Prescription for Excellence, published in 2013 set out a “Vision and Action Plan for the right pharmaceutical care through integrated partnerships and innovation”. This vision is that all patients will receive the highest possible care using the clinical skills of the pharmacist optimally and is a vision followed through in the 2017 strategy “Achieving Excellence in Pharmaceutical Care: a strategy for Scotland”. To achieve this goal there is a stated intent to explore technology adoption as a potential route to releasing time to care from routine technical processes encountered in the dispensing of medicines within the community pharmacy setting.

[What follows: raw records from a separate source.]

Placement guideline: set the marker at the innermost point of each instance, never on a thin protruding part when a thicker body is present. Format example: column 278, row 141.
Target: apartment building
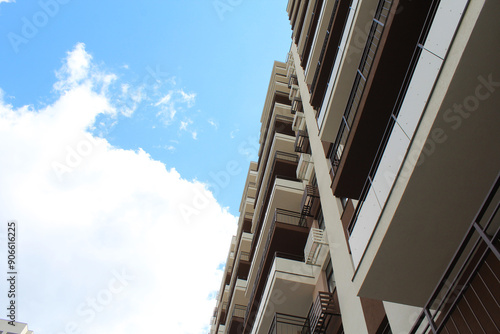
column 18, row 328
column 373, row 205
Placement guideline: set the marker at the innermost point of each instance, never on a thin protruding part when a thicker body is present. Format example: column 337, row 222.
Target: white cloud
column 233, row 133
column 212, row 123
column 164, row 99
column 171, row 103
column 188, row 98
column 89, row 213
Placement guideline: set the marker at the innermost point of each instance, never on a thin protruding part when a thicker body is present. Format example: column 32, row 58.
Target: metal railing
column 296, row 106
column 395, row 112
column 301, row 144
column 322, row 311
column 280, row 216
column 311, row 30
column 371, row 47
column 244, row 256
column 482, row 240
column 323, row 49
column 286, row 324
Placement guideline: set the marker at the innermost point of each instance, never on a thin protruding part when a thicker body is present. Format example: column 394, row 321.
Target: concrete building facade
column 373, row 205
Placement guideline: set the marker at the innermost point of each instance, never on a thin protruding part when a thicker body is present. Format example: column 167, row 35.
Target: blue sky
column 126, row 132
column 219, row 52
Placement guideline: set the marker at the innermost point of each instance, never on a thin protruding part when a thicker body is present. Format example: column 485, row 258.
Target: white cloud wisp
column 110, row 240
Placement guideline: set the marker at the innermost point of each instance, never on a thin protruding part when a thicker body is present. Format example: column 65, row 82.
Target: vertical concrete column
column 350, row 305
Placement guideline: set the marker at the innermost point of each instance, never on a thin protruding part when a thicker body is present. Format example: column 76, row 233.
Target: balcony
column 299, row 122
column 312, row 31
column 302, row 142
column 416, row 214
column 310, row 202
column 237, row 316
column 288, row 234
column 289, row 289
column 304, row 167
column 287, row 324
column 467, row 298
column 354, row 104
column 324, row 315
column 329, row 50
column 316, row 248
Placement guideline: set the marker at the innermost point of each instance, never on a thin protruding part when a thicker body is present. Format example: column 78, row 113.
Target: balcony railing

The adoption of technology into medicines supply/dispensing processes is not new. Yet the published evidence base is relatively weak given the potentially disruptive nature of these technologies and the significant capital investment required for their adoption. Scotland does, however, have experience of implementing a large scale automation of medicines distribution (hub and spoke model), as part of a hospital pharmacy service redesign programme in NHS Greater Glasgow and Clyde. The evaluation, led by SCER, focussed on how both the technology implementation/ operation and staff roles adapted and evolved as robotics technologies and supportive work practices became embedded over time and created different outcomes within and across occupations (Lindsay et al, 2017, and Lindsay et al, 2014). Importantly, this work highlighted how senior stakeholders could make real choices that aligned technological solutions, professional values and upskilled staff roles to support better patient care (Findlay et al, 2017).

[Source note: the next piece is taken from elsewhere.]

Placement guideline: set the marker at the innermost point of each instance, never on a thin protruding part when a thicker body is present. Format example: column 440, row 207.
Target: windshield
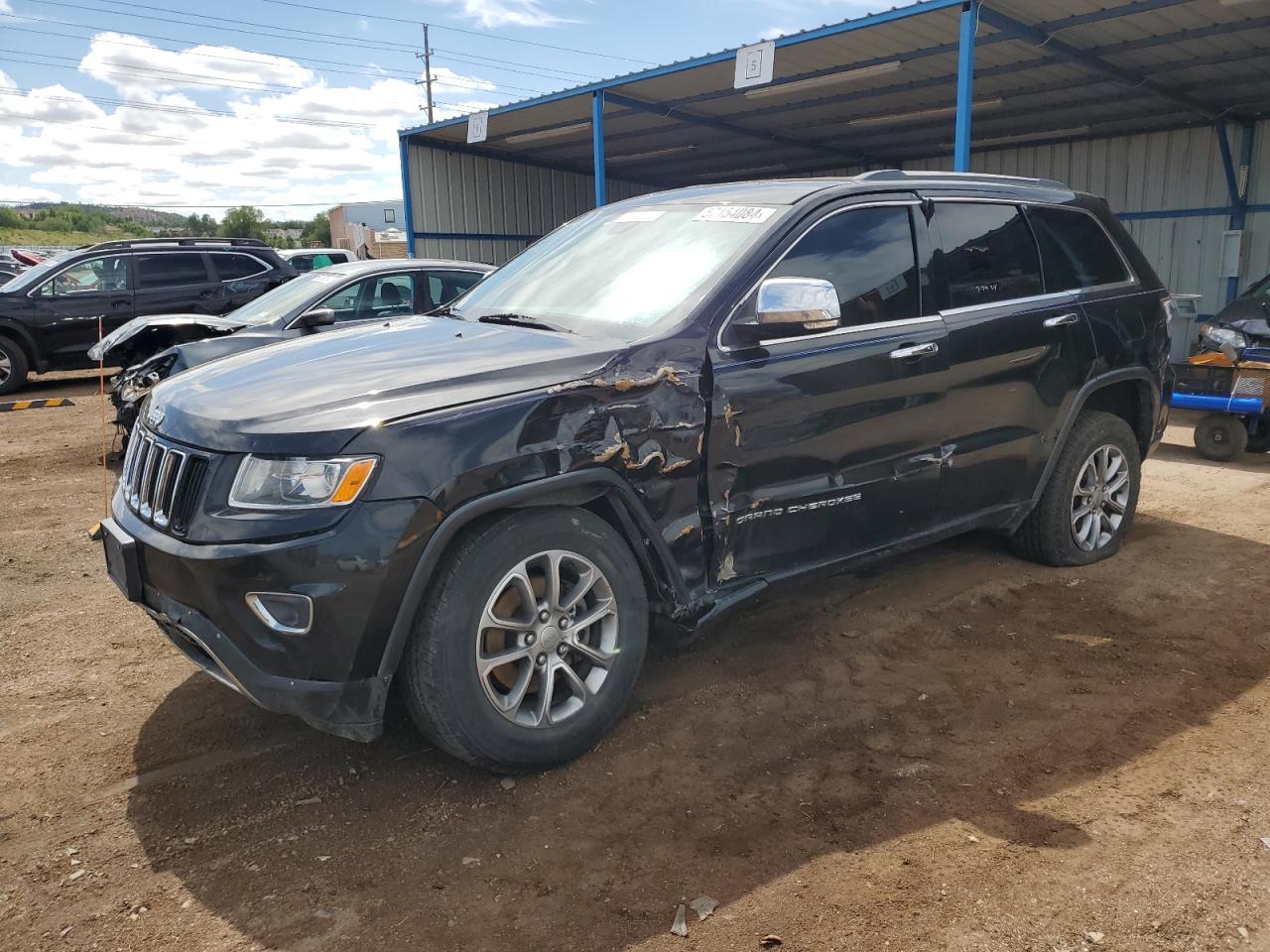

This evaluation in community pharmacy provides an opportunity for Scotland to build on these and other experiences. The key aim of this evaluation is to provide evidence and insight to support the delivery of the highest possible quality of pharmaceutical care to all by using clinical and other pharmacy staff skills optimally, and to assess how this evidence can best support technology implementation of technology that maximises impact in relation to this aim. Key objectives focus on identifying current practices and metrics; the parameters of technology adoption; identifying the range of potential benefits of technology for multiple pharmacy stakeholders (eg using clinical skills of the pharmacist to their full potential and releasing them from final release activities, reducing error rates, and improving stock management); identifying the actors, factors and practices that support or obstruct the realisation of these benefits; and also any unintended consequences (for example in relation to emergent work practices, staff morale and perceptions of risk) arising from these technologies. Addressing these aims and objectives will provide robust insights for future technology implementation and practice and will support best practice in context.